[SciPy-dev] Machine learning datasets (was Presentation of pymachine, a python package for machine learning)

David Cournapeau david@ar.media.kyoto-u.ac...
Sun Jun 3 21:46:36 CDT 2007

Peter Skomoroch wrote:
> The licensing of datasets is an interesting issue, it sounds like they 
> will need to be tackled one by one unless explicitly released to the 
> public domain.
> Check out the wikipedia entry on "Open Data":
> http://en.wikipedia.org/wiki/Open_Data
> "Creators of data often do not consider the need to state the 
> conditions of ownership, licensing and re-use. For example, many 
> scientists do not regard the published data arising from their work to 
> be theirs to control and the act of publication in a journal is an 
> implicit release of the data into the commons. However the lack of a 
> license makes it difficult to determine the status of a data set 
> <http://en.wikipedia.org/wiki/Data_set> and may restrict the use of 
> data offered in an Open spirit. Because of this uncertainty it is also 
> possible for public or private organisations to aggregate such data, 
> protect it with copyright and then resell it."

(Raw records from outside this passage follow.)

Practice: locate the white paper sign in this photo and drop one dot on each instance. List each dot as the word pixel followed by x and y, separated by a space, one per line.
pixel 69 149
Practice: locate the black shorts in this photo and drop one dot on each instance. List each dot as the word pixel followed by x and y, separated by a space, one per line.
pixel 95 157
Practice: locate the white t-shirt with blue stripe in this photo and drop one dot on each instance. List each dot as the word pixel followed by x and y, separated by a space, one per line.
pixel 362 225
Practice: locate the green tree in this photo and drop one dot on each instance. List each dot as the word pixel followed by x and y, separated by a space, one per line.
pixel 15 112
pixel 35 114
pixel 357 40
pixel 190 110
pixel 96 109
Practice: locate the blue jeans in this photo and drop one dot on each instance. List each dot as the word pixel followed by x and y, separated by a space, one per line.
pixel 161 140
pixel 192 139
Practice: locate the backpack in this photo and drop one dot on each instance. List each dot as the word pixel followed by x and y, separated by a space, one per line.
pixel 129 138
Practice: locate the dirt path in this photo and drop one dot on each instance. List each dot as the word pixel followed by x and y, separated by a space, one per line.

> I remember a while back Leslie Kaelbling bought the enron dataset 
> http://www.cs.cmu.edu/~enron/ <http://www.cs.cmu.edu/%7Eenron/> for 
> use in machine learning.  
> Maybe we can start a scipy wikipage with a list/table of datasets 
> along with license status...and check off the ones which we find are 
> not compatible so we can find replacements or get permission.  Also, 
> we might want to add a column for which modules use the data in scipy 
> tests etc.,
> Should I go ahead and create the page? 
I started something here: http://www.scipy.org/DataSets. I tried to put 
all websites talked about in this thread there, with license information 
if available, plus the comment of R. Kern on licensing (at least in the US).